Why Coffee Prices Are Already High
Even before the tariffs, coffee prices were on a steep upward trajectory. Weather problems in key coffee-growing regions have led to smaller harvests, tightening global supplies. Arabica beans, favored by specialty coffee shops, have seen futures prices in New York hover near record highs. Meanwhile, robusta futures in London have surged by more than 40% over the past year due to similar supply issues.
These price spikes are largely due to adverse weather in countries like Brazil and Vietnam. Droughts, floods, and other climate-related challenges have reduced crop yields, leaving less coffee to go around. With global demand for coffee remaining strong, the result has been a steady climb in costs for both producers and consumers.
How Tariffs Are Making Things Worse
The 46% tariff on Vietnamese coffee is one of the highest rates in Trump’s latest round of trade measures. Industry experts warn that this will likely lead to more volatility in the coffee market. Priyanka Sachdeva, a senior market analyst at Phillip Nova Pte. in Singapore, explained that the tariffs could worsen the existing shortage of robusta beans in the US. “US coffee prices could rise, especially for robusta-based products,” she noted.
For US importers, the tariffs create a tough situation. Coffee stocks in the country are already low, and there’s little room to absorb further disruptions. Daryl Kryst, vice president of Soft and Agricultural Commodities Asia for StoneX Group Inc., pointed out that US coffee inventories are unlikely to recover quickly with the tariffs in place. This means that any hiccups in supply could lead to noticeable shortages, particularly for instant coffee and espresso products that rely heavily on robusta.
Nguyen Nam Hai, chairman of the Vietnam Coffee and Cocoa Association, expressed shock at the high tariff rate. “Everyone is worried, especially about the signed export contracts,” he said. Many Vietnamese exporters are now scrambling to figure out how to fulfill existing agreements while facing these new costs. While Vietnam also ships large amounts of coffee to the European Union, which could help soften the blow, the US market is a significant one, and the tariffs will undoubtedly have a ripple effect.
Can the US Switch to Other Suppliers?
With Vietnam’s coffee now much more expensive, some US buyers are looking at other countries to fill the gap. Brazil, Indonesia, and Ivory Coast are potential alternatives, but each comes with its own challenges. Brazil, for instance, produces a type of robusta-like coffee called Conilon, and its lower 10% tariff makes it a more attractive option. Steve Wateridge, head of research at TRS by Expana, suggested that the tariff difference could push US buyers to favor Brazilian coffee or even arabica over Vietnamese robusta.

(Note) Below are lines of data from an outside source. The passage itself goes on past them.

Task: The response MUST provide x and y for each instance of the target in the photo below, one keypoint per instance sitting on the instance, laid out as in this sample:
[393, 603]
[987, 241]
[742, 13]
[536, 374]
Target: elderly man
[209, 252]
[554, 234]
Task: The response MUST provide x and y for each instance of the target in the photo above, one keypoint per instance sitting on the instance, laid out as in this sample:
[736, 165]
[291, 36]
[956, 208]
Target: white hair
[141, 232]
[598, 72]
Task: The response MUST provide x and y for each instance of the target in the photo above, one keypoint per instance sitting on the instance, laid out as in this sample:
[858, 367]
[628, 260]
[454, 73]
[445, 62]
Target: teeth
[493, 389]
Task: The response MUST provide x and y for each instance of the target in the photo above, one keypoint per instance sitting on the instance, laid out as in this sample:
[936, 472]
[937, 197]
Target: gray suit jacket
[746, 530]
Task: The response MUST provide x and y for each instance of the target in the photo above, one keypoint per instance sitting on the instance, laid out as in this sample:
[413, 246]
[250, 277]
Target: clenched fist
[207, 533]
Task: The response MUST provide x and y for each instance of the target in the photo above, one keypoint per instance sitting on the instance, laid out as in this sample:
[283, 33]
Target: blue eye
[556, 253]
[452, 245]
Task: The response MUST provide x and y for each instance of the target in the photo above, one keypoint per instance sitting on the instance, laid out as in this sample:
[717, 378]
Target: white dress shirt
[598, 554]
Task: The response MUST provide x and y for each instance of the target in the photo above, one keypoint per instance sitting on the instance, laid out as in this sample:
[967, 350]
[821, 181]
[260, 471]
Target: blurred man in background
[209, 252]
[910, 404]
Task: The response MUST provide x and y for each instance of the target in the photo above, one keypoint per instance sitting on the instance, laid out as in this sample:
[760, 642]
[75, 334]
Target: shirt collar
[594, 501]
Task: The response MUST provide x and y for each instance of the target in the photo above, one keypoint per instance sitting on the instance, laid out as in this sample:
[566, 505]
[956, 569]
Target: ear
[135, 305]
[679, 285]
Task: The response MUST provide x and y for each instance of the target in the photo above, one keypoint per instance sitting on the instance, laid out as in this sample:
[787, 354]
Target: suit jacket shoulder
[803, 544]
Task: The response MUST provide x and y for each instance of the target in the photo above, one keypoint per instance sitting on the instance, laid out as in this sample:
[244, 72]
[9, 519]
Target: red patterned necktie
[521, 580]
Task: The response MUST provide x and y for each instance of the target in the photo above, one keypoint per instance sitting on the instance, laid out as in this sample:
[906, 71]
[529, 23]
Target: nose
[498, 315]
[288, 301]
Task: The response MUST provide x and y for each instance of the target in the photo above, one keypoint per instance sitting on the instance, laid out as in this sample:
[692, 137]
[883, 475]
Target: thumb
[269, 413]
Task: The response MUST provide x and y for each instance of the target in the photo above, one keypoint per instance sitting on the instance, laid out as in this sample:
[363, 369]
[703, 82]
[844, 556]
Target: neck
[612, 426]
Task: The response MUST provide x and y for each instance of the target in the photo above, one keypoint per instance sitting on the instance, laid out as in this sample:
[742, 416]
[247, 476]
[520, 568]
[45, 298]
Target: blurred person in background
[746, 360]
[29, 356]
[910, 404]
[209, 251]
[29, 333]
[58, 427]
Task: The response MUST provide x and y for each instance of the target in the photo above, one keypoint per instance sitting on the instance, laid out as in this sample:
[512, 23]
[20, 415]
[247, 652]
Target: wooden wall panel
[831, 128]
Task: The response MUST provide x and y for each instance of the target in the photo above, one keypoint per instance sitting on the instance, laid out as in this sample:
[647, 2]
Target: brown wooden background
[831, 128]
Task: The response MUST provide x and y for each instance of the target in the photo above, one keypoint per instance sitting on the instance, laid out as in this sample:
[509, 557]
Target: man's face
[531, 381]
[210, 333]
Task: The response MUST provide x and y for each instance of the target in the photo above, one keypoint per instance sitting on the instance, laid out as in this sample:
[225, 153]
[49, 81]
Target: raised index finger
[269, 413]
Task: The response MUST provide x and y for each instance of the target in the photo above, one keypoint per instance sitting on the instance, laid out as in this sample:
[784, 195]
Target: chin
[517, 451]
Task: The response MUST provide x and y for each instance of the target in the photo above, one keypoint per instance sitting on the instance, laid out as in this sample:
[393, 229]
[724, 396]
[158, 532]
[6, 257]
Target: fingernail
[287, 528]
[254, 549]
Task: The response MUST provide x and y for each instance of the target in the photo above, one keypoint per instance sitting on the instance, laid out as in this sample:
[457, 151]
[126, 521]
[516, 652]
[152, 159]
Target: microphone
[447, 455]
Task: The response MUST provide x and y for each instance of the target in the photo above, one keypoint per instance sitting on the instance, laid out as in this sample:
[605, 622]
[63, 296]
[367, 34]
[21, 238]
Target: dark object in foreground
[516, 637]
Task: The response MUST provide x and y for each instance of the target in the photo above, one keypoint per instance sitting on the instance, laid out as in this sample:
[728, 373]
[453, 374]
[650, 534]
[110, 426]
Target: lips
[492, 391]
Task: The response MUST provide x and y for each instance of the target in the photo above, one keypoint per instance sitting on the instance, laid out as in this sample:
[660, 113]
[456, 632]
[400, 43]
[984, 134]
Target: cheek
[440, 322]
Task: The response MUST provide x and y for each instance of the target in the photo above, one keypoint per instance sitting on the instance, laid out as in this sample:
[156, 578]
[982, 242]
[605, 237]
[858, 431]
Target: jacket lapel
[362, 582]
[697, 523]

However, these alternatives have limitations. Indonesia and Ivory Coast also face steep tariffs, which reduces their appeal. Additionally, none of these countries can match Vietnam’s ability to deliver large quantities of high-quality robusta consistently. Switching to arabica isn’t a perfect solution either, as robusta’s unique flavor and texture are essential for instant coffee and espresso. Sachdeva emphasized that the tariffs will make it “even harder for US buyers to secure affordable robusta, leading to potential shortages.”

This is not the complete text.